Au Québec, de plus en plus de personnes enseignantes du préscolaire témoignent des violences qu’elles vivent au travail — des gestes souvent banalisés, mais qui entraînent de lourdes conséquences sur leur santé mentale et leur engagement professionnel. En réponse à ces préoccupations, Simon Viviers et son équipe collaboreront avec le Syndicat de l’enseignement des Basses‑Laurentides (SEBL) pour développer une démarche concrète de soutien.
Le projet consistera à implanter des groupes de parole et d’action accessibles au personnel enseignant du préscolaire.

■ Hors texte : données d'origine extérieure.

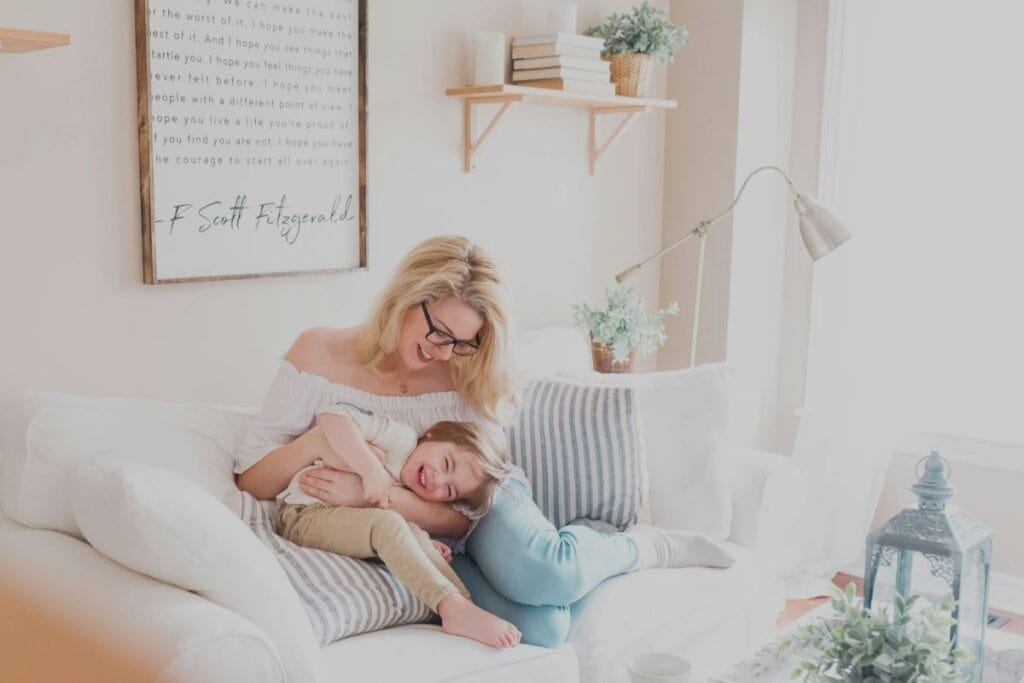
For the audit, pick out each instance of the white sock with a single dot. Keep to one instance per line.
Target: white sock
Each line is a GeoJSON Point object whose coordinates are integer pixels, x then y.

Ces espaces collectifs permettront aux participantes de mettre en mots les violences vécues, d’en analyser les causes et de coconstruire des pistes de solutions pour améliorer leurs conditions de travail. Deux groupes seront animés par des responsables syndicales spécialement formées, et une évaluation viendra documenter les effets de la démarche.
Ce projet offrira au SEBL des outils durables (formation, guide d’implantation, ressources de sensibilisation) tout en générant des connaissances sur une approche de prévention qui agit à la source des problèmes plutôt que de miser uniquement sur des solutions individuelles.
LA SUBVENTION EN BREF
Titre du projet: Prévenir la violence en milieu scolaire : Implantation d’un dispositif de groupes de parole et d’action auprès du personnel enseignant du préscolaire
Chercheur principal: Simon Viviers, professeur titulaire
Cochercheuse: Mariève Pelletier
Organisme subventionnaire: Conseil de recherches en sciences humaines du Canada (CRSH)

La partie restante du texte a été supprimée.